Cínico, a palavra perfeita para descrevê-lo, mas ele não estava mentindo, realmente fiz essa proposta enquanto estávamos juntos na cama após nos amarmos por longas horas, mas dias depois me despedi de tudo aquilo e também das palavras que foram ditas naquela noite.

"Aurora..." — Ele tentava se aproximar, mas os meus passos sempre me guiavam para longe dele.

"Não, Inocêncio." — Minha voz já estava pesada pelo choro que eu segurava em minha garganta. "O que eu disse naquele dia não foi da boca pra fora." — Dessa vez eu encarava aqueles olhos que eu tanto amava, aqueles olhos que me causavam arrepios pelo o corpo quando me encaravam com desejo, paixão. "Eu não vou ser a sua segunda opção, eu me recuso a descer tão baixo até mesmo por você."

"Você não é e nunca fui uma segunda opção pra mim, Aurora." — Desistiu de tentar se aproximar quando percebeu que eu não ia permitir que ele me tocasse. Ri irônica de sua colocação, mas o deixei terminar. "Eu amei sim Maria Santa e para ser honesto contigo, eu sempre vou amá-la, Maria Santa foi muito importante em minha vida e durante todo o meu caminho até aqui, desde sua morte, eu vivi na esperança de que ela viria me buscar, não foram dias ou semanas, Aurora, foram anos, eu nunca amei outra pessoa como a amei, nem mesmo Mariana."

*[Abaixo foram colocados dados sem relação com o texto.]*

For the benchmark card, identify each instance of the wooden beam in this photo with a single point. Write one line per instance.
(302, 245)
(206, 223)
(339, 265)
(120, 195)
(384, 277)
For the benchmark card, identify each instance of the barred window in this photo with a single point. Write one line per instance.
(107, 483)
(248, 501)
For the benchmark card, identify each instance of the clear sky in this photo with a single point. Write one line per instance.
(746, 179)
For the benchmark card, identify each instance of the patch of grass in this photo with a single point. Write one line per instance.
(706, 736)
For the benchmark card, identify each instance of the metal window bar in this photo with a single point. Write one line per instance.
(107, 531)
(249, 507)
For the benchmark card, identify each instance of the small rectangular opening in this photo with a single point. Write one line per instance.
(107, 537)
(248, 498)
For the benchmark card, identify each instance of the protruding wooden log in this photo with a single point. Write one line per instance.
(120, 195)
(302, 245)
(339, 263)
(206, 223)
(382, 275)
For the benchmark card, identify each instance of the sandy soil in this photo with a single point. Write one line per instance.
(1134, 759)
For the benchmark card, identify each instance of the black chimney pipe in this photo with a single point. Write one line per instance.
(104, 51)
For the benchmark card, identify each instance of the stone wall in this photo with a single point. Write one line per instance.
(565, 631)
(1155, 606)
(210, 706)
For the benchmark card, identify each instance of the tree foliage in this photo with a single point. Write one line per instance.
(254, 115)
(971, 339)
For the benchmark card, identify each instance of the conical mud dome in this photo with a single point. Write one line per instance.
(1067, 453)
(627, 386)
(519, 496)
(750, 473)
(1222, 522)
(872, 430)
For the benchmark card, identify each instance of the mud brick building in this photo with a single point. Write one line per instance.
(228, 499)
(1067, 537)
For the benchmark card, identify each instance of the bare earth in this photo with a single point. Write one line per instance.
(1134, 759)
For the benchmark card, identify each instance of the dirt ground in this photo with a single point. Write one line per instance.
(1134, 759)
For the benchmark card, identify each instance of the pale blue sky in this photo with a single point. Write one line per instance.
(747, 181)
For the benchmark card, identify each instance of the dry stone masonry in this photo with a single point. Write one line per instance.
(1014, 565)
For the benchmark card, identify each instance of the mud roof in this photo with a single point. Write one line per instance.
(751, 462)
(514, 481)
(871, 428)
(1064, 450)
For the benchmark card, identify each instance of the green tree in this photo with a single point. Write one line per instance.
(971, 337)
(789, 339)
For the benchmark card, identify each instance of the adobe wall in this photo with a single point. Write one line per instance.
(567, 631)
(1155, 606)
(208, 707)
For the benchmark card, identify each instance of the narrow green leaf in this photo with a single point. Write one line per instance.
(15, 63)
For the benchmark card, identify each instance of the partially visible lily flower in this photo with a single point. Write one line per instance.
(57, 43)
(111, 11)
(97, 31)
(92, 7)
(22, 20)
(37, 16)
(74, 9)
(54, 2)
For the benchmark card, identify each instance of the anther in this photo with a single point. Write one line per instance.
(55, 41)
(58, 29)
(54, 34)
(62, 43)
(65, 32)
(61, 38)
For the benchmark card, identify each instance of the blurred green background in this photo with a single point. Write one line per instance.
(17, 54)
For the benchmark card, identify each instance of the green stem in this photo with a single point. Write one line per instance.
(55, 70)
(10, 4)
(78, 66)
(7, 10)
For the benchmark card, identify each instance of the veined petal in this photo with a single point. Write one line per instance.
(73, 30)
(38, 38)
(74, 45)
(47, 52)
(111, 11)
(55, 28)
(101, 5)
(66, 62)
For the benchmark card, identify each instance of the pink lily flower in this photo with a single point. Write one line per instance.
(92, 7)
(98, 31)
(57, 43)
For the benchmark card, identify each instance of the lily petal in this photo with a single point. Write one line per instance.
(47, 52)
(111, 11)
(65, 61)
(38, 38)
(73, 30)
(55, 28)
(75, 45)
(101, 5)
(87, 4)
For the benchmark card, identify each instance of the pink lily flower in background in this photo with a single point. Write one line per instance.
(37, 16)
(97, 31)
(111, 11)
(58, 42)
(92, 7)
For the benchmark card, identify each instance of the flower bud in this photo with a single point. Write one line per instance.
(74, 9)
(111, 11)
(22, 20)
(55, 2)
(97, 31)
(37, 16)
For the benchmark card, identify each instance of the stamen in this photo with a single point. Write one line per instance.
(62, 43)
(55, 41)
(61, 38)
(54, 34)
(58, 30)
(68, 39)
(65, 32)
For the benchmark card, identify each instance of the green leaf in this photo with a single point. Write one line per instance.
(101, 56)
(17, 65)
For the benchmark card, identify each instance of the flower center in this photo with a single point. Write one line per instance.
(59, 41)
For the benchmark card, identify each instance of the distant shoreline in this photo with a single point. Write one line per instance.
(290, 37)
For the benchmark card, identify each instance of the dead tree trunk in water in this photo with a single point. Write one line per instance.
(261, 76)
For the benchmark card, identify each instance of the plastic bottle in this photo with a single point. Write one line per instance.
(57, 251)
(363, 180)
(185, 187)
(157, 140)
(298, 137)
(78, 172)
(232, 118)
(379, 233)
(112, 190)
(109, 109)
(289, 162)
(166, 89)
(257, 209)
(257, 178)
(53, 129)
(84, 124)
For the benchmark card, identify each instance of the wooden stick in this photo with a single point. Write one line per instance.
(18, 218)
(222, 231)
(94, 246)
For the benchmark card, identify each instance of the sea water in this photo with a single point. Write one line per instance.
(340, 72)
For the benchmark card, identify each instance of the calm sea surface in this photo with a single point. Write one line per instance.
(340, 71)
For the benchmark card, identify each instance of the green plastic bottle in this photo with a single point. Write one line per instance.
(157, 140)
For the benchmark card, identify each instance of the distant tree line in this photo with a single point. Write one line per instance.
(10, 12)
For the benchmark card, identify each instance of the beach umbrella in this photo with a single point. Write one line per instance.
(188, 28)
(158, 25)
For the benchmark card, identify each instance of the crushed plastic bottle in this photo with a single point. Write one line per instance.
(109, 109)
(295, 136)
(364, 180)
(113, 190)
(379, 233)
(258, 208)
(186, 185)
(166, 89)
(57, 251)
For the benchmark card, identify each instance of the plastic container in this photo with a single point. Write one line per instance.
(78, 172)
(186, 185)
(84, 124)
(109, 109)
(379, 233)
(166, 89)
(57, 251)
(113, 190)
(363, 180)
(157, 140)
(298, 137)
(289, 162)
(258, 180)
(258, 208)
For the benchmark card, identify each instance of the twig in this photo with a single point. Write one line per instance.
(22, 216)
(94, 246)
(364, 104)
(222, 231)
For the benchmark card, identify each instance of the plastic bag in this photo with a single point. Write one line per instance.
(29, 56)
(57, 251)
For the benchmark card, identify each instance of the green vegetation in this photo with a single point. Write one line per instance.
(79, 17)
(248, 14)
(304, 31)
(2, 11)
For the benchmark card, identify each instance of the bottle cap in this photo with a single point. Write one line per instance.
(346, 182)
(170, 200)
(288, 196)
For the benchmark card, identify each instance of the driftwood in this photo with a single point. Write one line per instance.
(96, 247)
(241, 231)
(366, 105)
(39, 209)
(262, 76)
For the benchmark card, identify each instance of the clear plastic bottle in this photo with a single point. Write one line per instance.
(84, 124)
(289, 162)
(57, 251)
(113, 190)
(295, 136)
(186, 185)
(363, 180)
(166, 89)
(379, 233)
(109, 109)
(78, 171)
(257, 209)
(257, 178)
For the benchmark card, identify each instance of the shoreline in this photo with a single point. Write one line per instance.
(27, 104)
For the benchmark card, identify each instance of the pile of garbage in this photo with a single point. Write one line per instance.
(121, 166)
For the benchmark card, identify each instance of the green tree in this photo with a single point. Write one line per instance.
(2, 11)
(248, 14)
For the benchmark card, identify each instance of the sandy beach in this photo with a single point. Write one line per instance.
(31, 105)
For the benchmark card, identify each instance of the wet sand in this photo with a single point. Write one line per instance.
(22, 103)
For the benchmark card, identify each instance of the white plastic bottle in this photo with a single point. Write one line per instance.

O incômodo que aquele nome causou em mim não passou despercebido por ele. Eu entendia sobre Maria Santa, jamais o recriminaria por ter sido tão fiel ao amor que sentia por sua falecida esposa, mas Mariana me incomodava mesmo eu não querendo admitir.

"Mariana foi um capricho." — Continuou. "Tanto que quando ela foi embora eu pouco fiz para tentar tê-la de volta, pois tudo o que eu queria, quem eu queria, era Maria Santa."

"Eu sei, Inocêncio, eu já sei disso tudo." — Disse cansada. "Você não precisava ter vindo ao Espírito Santo para me dizer isso."

"Você não entendeu, não é?" — Tentou se aproximar e dessa vez não me afastei, eu já não tinha para onde ir. "Aurora eu não estou aqui para te dizer que você significou tão pouco em minha vida como Mariana." — Ele já estava tão perto, invadindo o meu espaço, colocando suas mãos nas minhas. "Eu nunca acreditei ser capaz de amar alguém depois de Maria Santa, mas tudo isso mudou depois de você."